Read More About Mr. Taylor
John W. Taylor’s fascination with birds and art began in his fourth grade classroom, when the teacher formed a Junior Audubon Club. She also encouraged him in his initial attempts at bird drawing. Although he drew and painted birds even in those early years, the possibility of becoming a professional artist did not develop until he began work for the Division of Birds at the Smithsonian’s National Museum. There, a close association with artists and ornithologists formed the basis and inspiration for his life’s work.
After service in the military, during which time he visited and studied with bird artists in England and Germany, he returned to the Smithsonian and studied art and design at the Corcoran School of Art. He then accepted a position as artist-editor of the State of Maryland’s wildlife publication, The Maryland Conservationist. Headquartered in Annapolis, he was surrounded by the marshes, waterways and wildfowl of the Chesapeake Bay, which became the primary source of subject matter for his art.
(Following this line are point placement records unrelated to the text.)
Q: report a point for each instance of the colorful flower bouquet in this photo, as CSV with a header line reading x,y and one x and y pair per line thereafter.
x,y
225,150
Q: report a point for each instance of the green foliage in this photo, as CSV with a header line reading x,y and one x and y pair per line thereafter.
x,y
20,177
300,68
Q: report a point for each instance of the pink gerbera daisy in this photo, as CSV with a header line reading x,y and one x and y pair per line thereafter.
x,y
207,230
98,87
Commissions from the National Geographic Society and the National Wildlife Federation gave him the impetus to try free-lancing. He continued to illustrate for state conservation magazines and created greeting cards and calendars. He designed Maryland’s first deer and trout stamps and was selected as the artist for the first State Waterfowl Stamp in 1974. He won the Maryland duck stamp contest in l979 and in 1984 was the winner of the Florida Duck Stamp contest. Mr. Taylor also designed Maryland’s series of five non-game conservation stamps.
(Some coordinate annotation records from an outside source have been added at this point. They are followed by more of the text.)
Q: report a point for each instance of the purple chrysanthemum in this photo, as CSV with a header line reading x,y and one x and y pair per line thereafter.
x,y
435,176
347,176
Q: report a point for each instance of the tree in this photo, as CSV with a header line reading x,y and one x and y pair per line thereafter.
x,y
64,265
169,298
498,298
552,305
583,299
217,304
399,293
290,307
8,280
In 1994, a book of his paintings, with a text adapted from his field diaries, was published by Johns Hopkins Press. Entitled “Birds of the Chesapeake Bay”, in it were reproduced forty paintings in full color. A second book, “Chesapeake Spring”, also based on field diaries, featured sixty-eight works in color, depicting all forms of life on the Chesapeake.
Taylor’s life and art were documented on public television in a recent segment of “Maryland Outdoors”.
During recent years, he has concentrated on easel paintings, working primarily in oils. His works include bird portraits as well as landscapes and marshscapes, often with a wildlife motif.
His studio overlooks Pennington Pond, an inlet off the Chesapeake near Mayo, Maryland.